I’ve also come to realize that in order for my creativity to continue to mother me, I must also mother it. Like Helen feeds and waters her garden and her children, I must also feed and water my creative life.

I need to feed my soul with the good work of other makers: writers, poets, filmmakers, actors, artists, and photographers. I must fuel my mind with inspirational home make-overs, tips for being a better writer, and learning new cooking techniques to make cooking dinner more fun.

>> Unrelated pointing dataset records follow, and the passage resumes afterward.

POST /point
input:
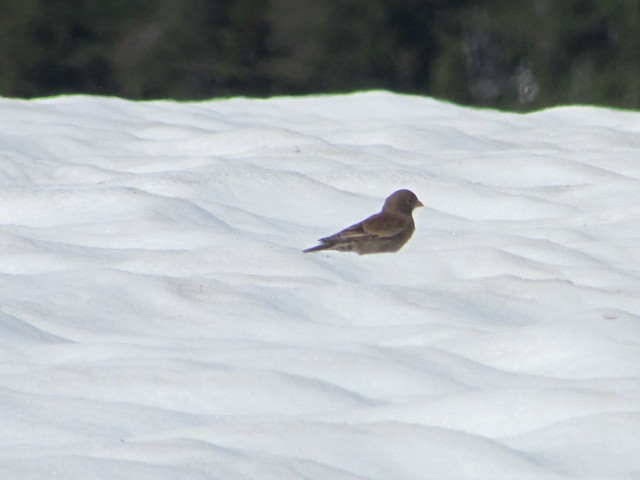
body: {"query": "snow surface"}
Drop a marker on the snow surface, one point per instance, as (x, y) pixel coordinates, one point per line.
(159, 321)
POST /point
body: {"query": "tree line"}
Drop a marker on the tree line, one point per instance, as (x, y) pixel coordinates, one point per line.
(517, 55)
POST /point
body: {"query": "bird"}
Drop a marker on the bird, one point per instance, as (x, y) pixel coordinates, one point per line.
(383, 232)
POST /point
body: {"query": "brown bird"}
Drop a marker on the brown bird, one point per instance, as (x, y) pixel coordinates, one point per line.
(386, 231)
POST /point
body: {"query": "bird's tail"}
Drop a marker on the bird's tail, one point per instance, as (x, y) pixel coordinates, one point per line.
(317, 248)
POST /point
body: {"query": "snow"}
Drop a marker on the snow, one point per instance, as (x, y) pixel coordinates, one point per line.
(158, 319)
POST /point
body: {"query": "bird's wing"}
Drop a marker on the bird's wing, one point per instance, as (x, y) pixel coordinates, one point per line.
(376, 226)
(384, 225)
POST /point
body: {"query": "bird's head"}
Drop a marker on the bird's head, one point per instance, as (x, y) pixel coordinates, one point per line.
(403, 201)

I must support my creative life by giving it the right tools for growth. As a writer, that means pens, papers, and easy to use software. As a homemaker, that means a good vacuum cleaner, a favorite fabric softener, and sometimes the support of a cleaning lady to help me tackle things I’m not good at. Or, to simply step in for me to tackle tasks so that I can spend some time with my writing.

Yes, time. Just like mothers want to spend quality time with their children, I must also spend quality time with my creativity. I must sit at my desk and write, not surf. I must make time for good television, inspirational magazines, and music.

Like Helen’s fierceness in loving and protecting her children and their friends, I must be fierce in my protection of my creative life. I must guard it, love it, and ensure that I don’t let it fall to the wayside.

Many of us are in the space of our lives when our mothers no longer are around to tend us. To cook a favorite meal, to offer the words of comfort only a mother can. Many of us are also in the space of no longer actively mothering small children, and that ache of an empty nest is met with a sadness colored with both joy and freedom.

Yet, always within our grasp is our creativity and the way in which we can live in an artful manner. When we see that through the lens of both being mothered – and mothering – we are reminded that the unconditional love a mother has is always within reach.

I think Helen Belden would agree.

About the Author: Debra Smouse

debra_Smouse_mclDebra Smouse is a self-admitted Tarnished Southern Belle, life coach, and author of Clearing Brain Clutter: Discovering Your Heart’s Desire and Clearing Soul Clutter: Creating Your Vision. When she’s not vacuuming her couch, you’ll find her reading or plotting when she can play her next round of golf. She’s the Editor in Chief here at Modern Creative Life. Connect with her on Twitter, Facebook, and Instagram.

 

Note: Top Image is a Scan from the 1965 printing of Trixie Belden and the Secret of the Mansion. The artist is Paul Frame. Copyright belongs to Whitman Publishing.

6 Replies to “Sunday Sanctuary: My Creativity Mothers Me”

  1. I really love this idea of mothering our creativity – and allowing our creativity mother us in return. Great inspiration for this special weekend.

  2. I love how you tied in your creative journey with Helen Belden. I loved those books, as you know. Part of it, of course, was the mystery, but a bigger part was the camaraderie and love between all the characters — the kids, their families, everyone.

    You’re right about the process. You have to nurture it, give it time, space and “food” for thought to grow. Spot on!

    1. Thanks, Jeanie! I have so much love still for that series and Helen Belden just jumped out at me when I thought about mothering my creativity. She was like a Renaissance woman of creative arts.